Anche in quest’ultimo campo i risultati appaiono in chiaroscuro. Nella classifica dei Paesi che annualmente avanzano domanda per brevetti la Cina si colloca al primo posto per quantità, superando largamente gli Stati Uniti, Giappone, Corea del Sud che seguono nell’ordine. Se si guarda, peraltro, al numero di citazioni dei brevetti, si rileva che è più basso di quelle di altri Paesi, condizione che potrebbe essere attribuita alla relativamente minore qualità del patrimonio brevettuale cinese. L’innovazione rimane in ogni caso al centro delle politiche governative con un preciso indirizzo a sostenere i settori dell’auto elettrica, i semiconduttori, le energie rinnovabili, lo spazio, i materiali, le ICT, l’industria high-tech e la sanità. Non mancano tuttavia le contraddizioni. Un esempio: si impiegano innovativi mezzi pesanti a trazione elettrica per il trasporto di ingenti quantitativi di carbone dalle miniere, ossia si aumenta l’estrazione di carbone inquinante per potenziare la produzione elettrica che oltre a migliorare la sicurezza nazionale nel settore energetico serve ad alimentare la stessa trazione elettrica.
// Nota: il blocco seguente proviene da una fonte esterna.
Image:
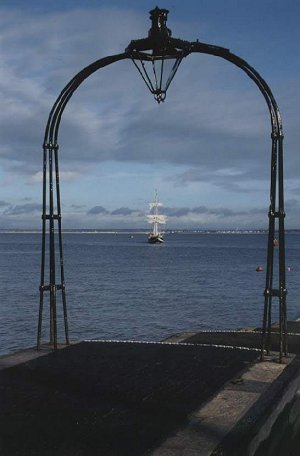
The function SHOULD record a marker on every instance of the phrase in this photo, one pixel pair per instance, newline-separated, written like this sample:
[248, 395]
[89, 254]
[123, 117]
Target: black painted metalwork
[159, 46]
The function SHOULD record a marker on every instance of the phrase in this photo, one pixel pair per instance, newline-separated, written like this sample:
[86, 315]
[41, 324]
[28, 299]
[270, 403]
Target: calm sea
[124, 288]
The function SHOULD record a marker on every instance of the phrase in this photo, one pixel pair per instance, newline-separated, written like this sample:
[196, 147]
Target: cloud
[123, 211]
[4, 204]
[96, 210]
[23, 209]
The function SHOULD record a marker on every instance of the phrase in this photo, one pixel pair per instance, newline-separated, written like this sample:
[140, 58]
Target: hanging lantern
[158, 57]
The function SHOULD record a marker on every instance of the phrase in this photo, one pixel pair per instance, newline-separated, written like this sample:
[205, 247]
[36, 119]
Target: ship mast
[155, 218]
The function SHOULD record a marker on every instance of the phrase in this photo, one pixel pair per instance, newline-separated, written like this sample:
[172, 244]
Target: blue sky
[206, 149]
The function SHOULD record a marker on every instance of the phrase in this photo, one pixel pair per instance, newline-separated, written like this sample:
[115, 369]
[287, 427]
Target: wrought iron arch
[276, 210]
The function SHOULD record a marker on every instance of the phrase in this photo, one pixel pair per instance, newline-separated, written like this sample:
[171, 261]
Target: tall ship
[156, 219]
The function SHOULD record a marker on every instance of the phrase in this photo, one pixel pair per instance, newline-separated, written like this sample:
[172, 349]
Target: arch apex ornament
[157, 59]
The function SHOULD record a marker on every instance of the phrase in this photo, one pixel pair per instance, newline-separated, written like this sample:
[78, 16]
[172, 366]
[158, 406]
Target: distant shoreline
[137, 231]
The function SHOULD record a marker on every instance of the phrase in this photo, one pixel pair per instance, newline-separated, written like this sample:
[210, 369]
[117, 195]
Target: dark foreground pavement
[109, 399]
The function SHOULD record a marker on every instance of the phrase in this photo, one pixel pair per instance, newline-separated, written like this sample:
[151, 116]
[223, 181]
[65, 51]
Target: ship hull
[155, 239]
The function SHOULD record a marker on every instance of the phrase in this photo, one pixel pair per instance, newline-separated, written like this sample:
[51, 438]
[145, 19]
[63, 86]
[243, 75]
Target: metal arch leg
[51, 184]
[61, 262]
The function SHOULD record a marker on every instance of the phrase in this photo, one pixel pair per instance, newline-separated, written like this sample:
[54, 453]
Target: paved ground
[108, 399]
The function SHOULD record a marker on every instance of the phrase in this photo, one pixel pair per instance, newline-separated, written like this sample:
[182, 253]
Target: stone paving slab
[109, 398]
[209, 425]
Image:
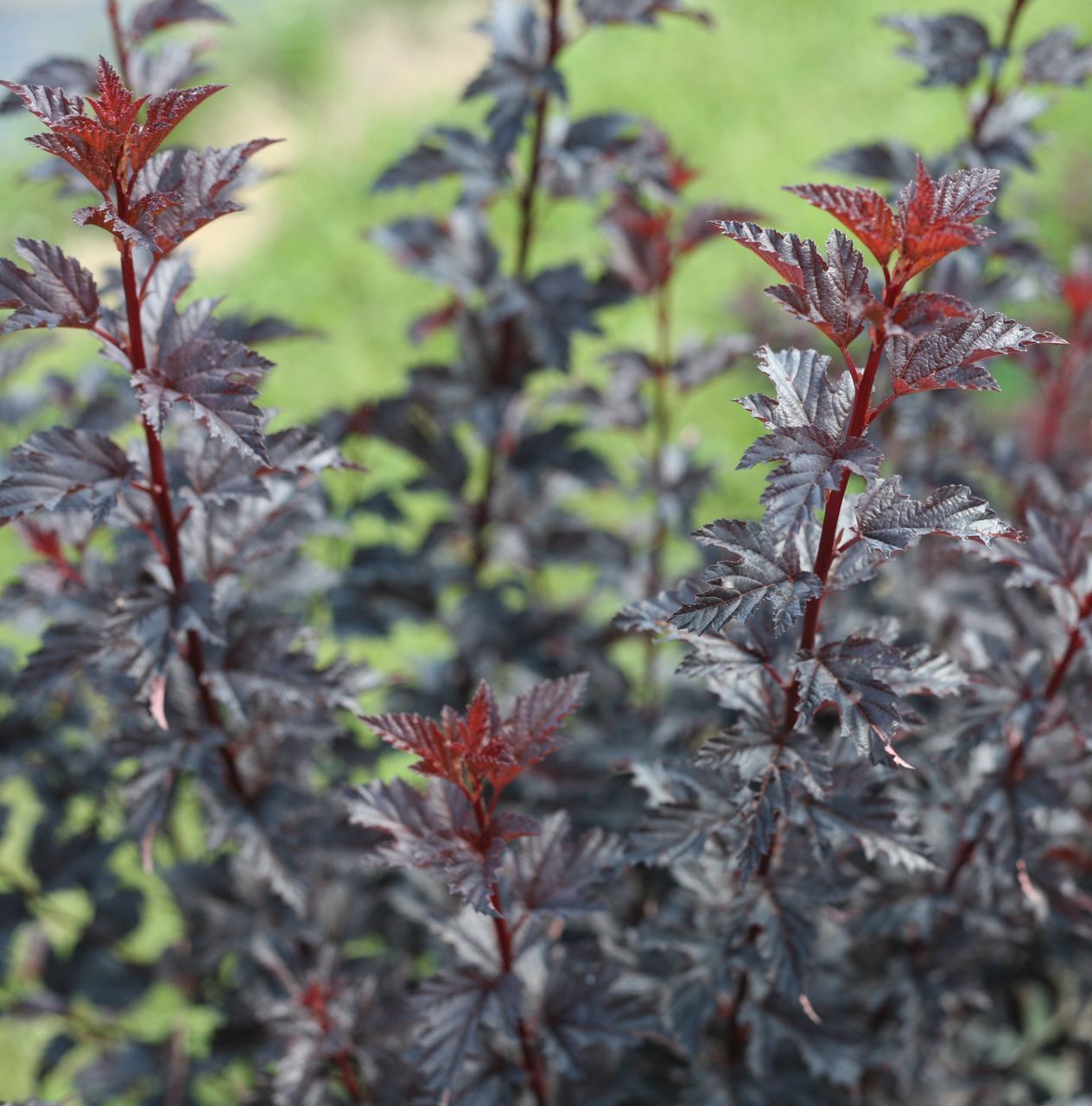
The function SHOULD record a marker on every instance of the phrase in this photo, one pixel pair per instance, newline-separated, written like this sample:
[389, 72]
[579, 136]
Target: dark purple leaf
[55, 465]
[757, 571]
[217, 379]
[949, 48]
[58, 292]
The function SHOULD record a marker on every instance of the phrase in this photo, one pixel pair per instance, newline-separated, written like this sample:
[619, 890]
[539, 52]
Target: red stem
[1015, 766]
[165, 512]
[993, 92]
[530, 1059]
[858, 425]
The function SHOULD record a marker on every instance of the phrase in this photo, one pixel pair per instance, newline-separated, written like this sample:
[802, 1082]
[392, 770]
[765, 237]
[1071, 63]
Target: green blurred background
[754, 103]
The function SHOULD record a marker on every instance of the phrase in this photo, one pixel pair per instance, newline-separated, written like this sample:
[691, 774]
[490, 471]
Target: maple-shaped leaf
[829, 293]
[446, 747]
[54, 465]
[861, 810]
[448, 152]
[163, 113]
[156, 15]
[887, 521]
[759, 569]
[784, 940]
[517, 72]
[948, 358]
[199, 181]
[554, 873]
[136, 232]
[1057, 59]
[115, 105]
[812, 463]
[949, 48]
[48, 104]
[926, 308]
[863, 210]
[637, 11]
[455, 1009]
[842, 675]
[82, 142]
[71, 76]
[58, 292]
[217, 378]
[458, 252]
[438, 830]
[937, 217]
[807, 393]
[532, 728]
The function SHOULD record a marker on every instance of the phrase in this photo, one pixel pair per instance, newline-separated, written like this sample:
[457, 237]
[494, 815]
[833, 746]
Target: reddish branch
[161, 497]
[1013, 770]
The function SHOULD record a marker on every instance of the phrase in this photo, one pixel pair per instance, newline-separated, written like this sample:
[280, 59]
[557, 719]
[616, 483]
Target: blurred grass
[754, 104]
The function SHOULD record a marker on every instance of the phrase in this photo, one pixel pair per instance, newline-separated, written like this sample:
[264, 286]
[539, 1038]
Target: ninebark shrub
[840, 858]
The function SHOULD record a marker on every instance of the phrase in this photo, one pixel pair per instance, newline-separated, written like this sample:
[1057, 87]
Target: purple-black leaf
[759, 571]
[217, 378]
[436, 830]
[59, 291]
[156, 15]
[200, 180]
[949, 356]
[54, 465]
[812, 465]
[842, 675]
[949, 48]
[887, 521]
[554, 873]
[1057, 59]
[808, 394]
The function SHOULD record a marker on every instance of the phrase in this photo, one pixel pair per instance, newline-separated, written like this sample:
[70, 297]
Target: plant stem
[1015, 766]
[661, 438]
[525, 237]
[858, 425]
[165, 512]
[119, 47]
[530, 1059]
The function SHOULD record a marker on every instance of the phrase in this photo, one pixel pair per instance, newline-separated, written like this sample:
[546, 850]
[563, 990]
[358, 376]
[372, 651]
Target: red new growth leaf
[479, 747]
[165, 113]
[937, 217]
[115, 105]
[866, 213]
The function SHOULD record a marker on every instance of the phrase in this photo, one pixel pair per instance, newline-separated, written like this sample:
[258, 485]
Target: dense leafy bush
[837, 857]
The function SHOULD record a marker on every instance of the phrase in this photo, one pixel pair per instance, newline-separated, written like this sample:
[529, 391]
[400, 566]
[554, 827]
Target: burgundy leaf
[217, 378]
[200, 181]
[808, 394]
[829, 293]
[948, 356]
[887, 521]
[937, 217]
[866, 213]
[55, 465]
[814, 463]
[165, 111]
[156, 15]
[59, 291]
[757, 571]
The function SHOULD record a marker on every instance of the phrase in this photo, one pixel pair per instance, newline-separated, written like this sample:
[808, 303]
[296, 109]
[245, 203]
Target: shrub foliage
[838, 856]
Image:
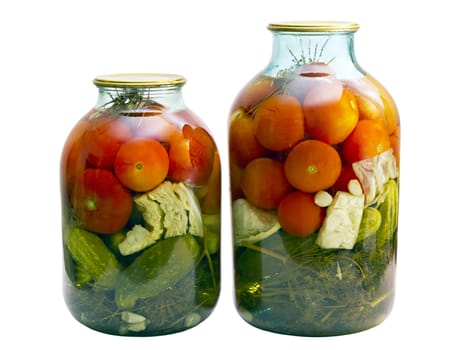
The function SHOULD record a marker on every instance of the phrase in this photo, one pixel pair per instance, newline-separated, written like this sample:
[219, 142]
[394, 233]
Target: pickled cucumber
[371, 221]
[157, 269]
[93, 257]
[388, 210]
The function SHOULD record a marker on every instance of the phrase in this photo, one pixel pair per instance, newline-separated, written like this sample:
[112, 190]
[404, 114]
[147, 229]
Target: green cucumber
[93, 257]
[157, 269]
[389, 213]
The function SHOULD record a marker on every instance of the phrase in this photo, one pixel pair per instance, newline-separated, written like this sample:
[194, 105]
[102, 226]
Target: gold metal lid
[139, 80]
[314, 26]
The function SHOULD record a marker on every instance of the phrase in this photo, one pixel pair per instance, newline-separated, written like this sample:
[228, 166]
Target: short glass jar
[140, 185]
[314, 177]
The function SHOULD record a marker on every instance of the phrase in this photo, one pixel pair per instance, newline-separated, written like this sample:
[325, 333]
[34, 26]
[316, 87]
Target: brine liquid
[315, 231]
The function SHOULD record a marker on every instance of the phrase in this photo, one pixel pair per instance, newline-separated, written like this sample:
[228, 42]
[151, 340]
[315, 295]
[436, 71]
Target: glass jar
[140, 185]
[314, 175]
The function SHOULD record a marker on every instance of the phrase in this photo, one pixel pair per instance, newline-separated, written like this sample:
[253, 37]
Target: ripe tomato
[367, 140]
[211, 201]
[141, 164]
[100, 201]
[103, 139]
[264, 183]
[279, 122]
[191, 156]
[243, 145]
[331, 112]
[72, 160]
[299, 215]
[391, 112]
[345, 176]
[312, 166]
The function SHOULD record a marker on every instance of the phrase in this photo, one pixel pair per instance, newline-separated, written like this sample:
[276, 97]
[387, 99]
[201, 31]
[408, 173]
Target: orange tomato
[299, 215]
[331, 112]
[367, 140]
[394, 139]
[345, 176]
[236, 176]
[279, 122]
[253, 93]
[100, 201]
[103, 138]
[141, 164]
[191, 156]
[312, 166]
[264, 183]
[243, 145]
[390, 109]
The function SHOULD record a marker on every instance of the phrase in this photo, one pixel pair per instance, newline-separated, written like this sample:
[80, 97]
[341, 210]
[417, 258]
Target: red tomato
[141, 164]
[72, 160]
[192, 156]
[100, 201]
[103, 139]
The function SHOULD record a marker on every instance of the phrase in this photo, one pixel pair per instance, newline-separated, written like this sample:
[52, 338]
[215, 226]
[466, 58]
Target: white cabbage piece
[169, 210]
[374, 172]
[342, 221]
[252, 224]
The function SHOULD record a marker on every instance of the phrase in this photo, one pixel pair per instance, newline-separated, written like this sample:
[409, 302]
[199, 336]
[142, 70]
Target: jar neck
[132, 98]
[294, 49]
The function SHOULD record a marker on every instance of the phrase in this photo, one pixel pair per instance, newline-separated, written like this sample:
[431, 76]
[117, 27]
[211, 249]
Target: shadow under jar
[314, 178]
[140, 185]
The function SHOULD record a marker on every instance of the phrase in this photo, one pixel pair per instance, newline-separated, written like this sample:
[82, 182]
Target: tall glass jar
[140, 184]
[314, 171]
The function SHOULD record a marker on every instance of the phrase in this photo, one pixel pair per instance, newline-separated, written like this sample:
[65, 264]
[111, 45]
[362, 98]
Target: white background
[51, 50]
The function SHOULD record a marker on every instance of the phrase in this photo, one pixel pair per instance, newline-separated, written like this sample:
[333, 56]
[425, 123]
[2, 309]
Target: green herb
[186, 303]
[291, 285]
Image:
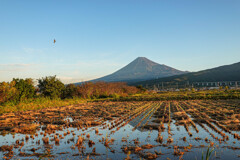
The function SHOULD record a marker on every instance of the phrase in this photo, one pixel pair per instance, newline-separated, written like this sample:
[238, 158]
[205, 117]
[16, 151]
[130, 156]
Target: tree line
[20, 89]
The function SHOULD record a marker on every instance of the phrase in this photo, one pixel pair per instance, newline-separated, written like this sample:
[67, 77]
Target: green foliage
[7, 91]
[51, 87]
[25, 89]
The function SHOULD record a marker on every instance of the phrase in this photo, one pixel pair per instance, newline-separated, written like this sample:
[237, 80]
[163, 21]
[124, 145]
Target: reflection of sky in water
[144, 136]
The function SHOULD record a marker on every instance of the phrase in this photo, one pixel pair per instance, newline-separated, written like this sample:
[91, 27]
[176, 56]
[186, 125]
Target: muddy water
[122, 138]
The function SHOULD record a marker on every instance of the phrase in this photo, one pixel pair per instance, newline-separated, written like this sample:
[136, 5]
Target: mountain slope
[222, 73]
[140, 69]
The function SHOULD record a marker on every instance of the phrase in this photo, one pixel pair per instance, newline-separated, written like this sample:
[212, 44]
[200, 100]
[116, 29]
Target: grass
[41, 102]
[37, 104]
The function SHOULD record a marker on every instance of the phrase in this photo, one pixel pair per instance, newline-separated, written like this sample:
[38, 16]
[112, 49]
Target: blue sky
[97, 37]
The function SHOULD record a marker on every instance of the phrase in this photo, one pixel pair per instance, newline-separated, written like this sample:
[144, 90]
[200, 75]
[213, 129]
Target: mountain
[140, 69]
[218, 74]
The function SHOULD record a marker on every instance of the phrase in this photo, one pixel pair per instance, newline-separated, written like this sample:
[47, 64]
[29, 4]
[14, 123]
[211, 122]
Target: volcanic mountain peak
[140, 69]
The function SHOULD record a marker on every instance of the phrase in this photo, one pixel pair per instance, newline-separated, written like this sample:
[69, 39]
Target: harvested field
[119, 130]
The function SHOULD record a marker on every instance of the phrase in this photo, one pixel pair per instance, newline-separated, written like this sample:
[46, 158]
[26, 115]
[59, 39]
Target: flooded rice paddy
[124, 130]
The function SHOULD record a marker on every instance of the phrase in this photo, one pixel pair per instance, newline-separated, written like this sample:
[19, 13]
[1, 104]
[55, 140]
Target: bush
[51, 87]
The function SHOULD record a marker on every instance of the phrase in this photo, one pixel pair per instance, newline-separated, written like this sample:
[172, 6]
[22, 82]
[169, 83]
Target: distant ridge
[222, 73]
[140, 69]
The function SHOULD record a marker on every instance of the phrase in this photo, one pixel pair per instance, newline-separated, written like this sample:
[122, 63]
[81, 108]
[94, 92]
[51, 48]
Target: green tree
[51, 87]
[25, 88]
[7, 91]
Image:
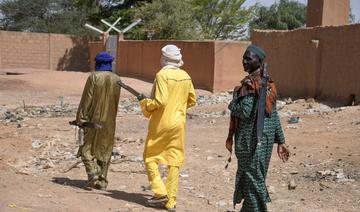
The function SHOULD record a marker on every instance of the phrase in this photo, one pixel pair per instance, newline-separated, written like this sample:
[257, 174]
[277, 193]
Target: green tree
[167, 19]
[222, 19]
[285, 15]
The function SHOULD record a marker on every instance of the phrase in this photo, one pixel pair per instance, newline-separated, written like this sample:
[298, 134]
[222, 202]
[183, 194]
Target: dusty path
[38, 145]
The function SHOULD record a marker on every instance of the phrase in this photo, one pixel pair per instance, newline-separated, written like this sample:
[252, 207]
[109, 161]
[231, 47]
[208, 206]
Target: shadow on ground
[137, 198]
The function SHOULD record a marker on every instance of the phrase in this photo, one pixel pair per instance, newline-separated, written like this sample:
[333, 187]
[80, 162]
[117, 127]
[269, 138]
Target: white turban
[171, 56]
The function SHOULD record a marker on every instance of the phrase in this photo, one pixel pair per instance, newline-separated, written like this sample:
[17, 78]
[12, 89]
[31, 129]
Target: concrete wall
[43, 51]
[314, 62]
[207, 62]
[327, 12]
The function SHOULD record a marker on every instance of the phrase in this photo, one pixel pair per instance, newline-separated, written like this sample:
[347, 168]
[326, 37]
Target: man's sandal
[157, 200]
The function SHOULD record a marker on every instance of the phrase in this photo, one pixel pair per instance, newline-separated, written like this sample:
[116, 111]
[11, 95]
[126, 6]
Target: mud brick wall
[94, 49]
[321, 62]
[43, 51]
[212, 65]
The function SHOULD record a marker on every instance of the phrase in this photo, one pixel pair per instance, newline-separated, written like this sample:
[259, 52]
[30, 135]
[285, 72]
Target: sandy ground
[35, 152]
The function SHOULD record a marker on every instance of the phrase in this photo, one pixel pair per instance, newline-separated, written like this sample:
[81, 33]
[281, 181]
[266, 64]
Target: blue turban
[103, 62]
[257, 50]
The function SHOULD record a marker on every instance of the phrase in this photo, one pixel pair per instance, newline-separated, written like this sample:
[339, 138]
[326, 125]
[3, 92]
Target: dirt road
[37, 145]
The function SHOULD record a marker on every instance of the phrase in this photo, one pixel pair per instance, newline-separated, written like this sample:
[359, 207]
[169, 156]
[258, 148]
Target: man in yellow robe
[173, 93]
[98, 105]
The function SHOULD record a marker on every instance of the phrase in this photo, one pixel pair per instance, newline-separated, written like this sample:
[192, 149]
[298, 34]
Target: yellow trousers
[158, 186]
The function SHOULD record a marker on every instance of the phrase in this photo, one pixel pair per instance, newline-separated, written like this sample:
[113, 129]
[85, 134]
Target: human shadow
[69, 182]
[137, 198]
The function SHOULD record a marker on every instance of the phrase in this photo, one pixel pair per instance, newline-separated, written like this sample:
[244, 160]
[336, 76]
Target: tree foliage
[167, 19]
[285, 15]
[162, 19]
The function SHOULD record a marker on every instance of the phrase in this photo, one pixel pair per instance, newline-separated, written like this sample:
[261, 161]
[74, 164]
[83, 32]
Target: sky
[354, 4]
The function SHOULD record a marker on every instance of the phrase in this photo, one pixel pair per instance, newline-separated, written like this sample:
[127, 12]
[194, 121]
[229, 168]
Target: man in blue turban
[99, 103]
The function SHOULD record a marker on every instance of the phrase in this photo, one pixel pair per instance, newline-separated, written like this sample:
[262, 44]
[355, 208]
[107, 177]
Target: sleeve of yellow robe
[192, 97]
[160, 99]
[86, 101]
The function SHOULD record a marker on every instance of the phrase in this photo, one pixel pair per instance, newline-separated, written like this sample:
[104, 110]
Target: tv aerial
[111, 41]
[113, 27]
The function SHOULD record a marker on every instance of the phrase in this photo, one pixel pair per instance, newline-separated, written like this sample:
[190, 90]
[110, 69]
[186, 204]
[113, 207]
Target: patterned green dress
[253, 158]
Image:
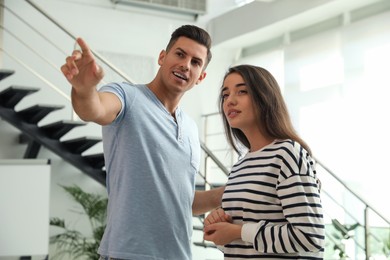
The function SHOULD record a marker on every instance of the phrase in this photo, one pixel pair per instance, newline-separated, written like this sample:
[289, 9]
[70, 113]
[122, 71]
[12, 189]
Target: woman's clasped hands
[219, 228]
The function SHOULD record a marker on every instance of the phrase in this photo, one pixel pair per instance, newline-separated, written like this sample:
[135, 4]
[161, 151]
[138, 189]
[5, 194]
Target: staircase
[49, 135]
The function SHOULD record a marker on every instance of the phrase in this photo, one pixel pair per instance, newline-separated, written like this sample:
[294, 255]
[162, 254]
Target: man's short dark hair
[194, 33]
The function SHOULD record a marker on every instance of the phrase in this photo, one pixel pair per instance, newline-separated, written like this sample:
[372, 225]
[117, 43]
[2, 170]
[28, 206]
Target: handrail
[351, 191]
[101, 58]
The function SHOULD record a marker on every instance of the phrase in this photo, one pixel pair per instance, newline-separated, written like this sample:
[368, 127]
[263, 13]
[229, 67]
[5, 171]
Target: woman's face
[237, 103]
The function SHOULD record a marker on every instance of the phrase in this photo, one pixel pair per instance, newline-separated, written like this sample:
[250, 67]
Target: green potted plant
[72, 242]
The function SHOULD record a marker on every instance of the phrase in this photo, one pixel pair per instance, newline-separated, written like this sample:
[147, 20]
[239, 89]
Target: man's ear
[161, 57]
[201, 77]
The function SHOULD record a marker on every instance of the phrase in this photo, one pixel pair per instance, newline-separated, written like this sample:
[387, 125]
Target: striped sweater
[275, 194]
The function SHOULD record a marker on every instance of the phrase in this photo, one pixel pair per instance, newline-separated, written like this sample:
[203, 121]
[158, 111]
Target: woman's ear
[201, 77]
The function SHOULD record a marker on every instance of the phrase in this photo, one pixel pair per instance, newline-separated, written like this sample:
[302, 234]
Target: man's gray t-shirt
[151, 162]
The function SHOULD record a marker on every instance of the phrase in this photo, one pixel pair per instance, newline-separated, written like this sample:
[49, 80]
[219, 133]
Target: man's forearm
[205, 201]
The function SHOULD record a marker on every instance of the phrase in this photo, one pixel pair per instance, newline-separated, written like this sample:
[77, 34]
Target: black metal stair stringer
[40, 136]
[49, 135]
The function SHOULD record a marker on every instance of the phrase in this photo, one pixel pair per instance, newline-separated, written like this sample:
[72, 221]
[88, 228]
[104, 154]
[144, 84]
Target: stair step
[12, 95]
[36, 113]
[95, 160]
[81, 144]
[205, 245]
[5, 73]
[58, 129]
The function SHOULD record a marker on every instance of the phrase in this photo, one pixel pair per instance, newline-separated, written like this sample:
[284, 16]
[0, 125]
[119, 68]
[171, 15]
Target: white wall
[126, 36]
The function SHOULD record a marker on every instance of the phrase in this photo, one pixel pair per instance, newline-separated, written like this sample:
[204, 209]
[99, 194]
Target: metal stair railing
[369, 238]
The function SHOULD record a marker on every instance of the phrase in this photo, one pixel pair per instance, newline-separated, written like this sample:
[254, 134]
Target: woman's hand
[217, 215]
[222, 233]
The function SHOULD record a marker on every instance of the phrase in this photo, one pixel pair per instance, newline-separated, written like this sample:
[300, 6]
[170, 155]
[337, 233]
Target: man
[151, 149]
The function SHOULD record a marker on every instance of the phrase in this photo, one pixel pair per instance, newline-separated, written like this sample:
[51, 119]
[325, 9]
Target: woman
[271, 206]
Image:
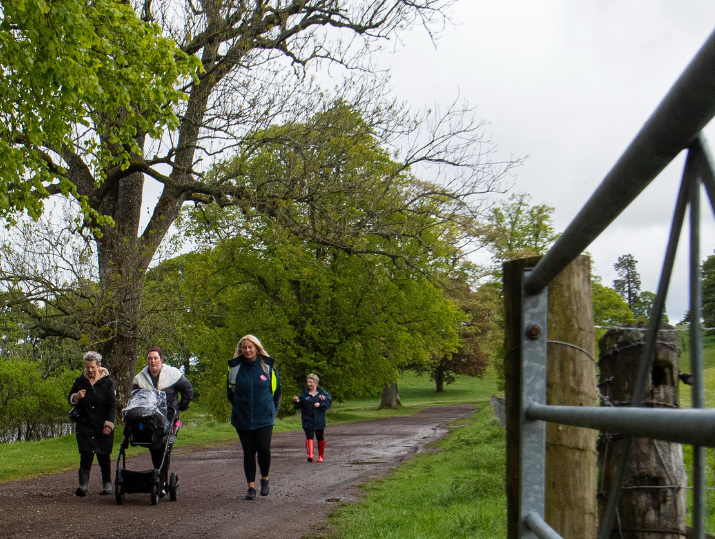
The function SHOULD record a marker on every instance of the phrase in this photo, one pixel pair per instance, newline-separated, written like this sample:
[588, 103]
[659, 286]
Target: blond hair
[261, 351]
Qual che sia l’esito dei negoziati commerciali con gli Stati Uniti e gli altri Paesi, la dipendenza dalla domanda estera si pone come fattore di vulnerabilità per lo sviluppo economico cinese. Appare, quindi, consigliabile il passaggio a un modello di crescita più sostenibile nella composizione tra esportazioni nette, investimenti e consumi. Nell’attesa di compiere questa transizione, si aprono ai governanti diverse opzioni. È possibile incentivare la capacità di spesa di ampi strati della popolazione attraverso il rafforzamento della rete di protezione sociale e l’ampliamento dei redditi disponibili delle famiglie. Con una politica monetaria accomodante si dovrebbe mirare a risolvere la crisi dell’immobiliare e agevolare la diffusione della proprietà abitativa. Se nelle relazioni commerciali con gli Stati Uniti è difficile nel breve termine ridurre l’interdipendenza che si è generata tra i due sistemi produttivi, è fattibile per altro verso diversificare i mercati di sbocco verso altre aree in Asia, Americhe, Australia e Africa. Sussistono anche altre possibilità d’intervento inesplorate per perseguire l’obiettivo di prolungare il miracolo economico della crescita.

A fronte dei grandi e continui progressi dello sviluppo cinese, che sorpassano quelli modesti delle economie del G7, si stagliano nondimeno sostanziali problemi sul come sostenerli in un quadro di stagnazione demografica, inadeguata ascesa della produttività e tensioni commerciali e geopolitiche di portata non vista da decenni. La leadership e il popolo sono chiamati ad affrontare la sfida nei termini di un regime autoritario che non lascia spazio per il dissenso dalle scelte ufficiali. Che questo regime riesca a ripetere i successi del passato senza l’apporto dei mercati e delle risorse delle democrazie occidentali è tutto da vedere. Ma se ci riuscisse, risalterebbe con maggior rilevanza l’interrogativo se per lo sviluppo economico e sociale di un Paese la democrazia liberista di stampo occidentale sia l’unica via percorribile.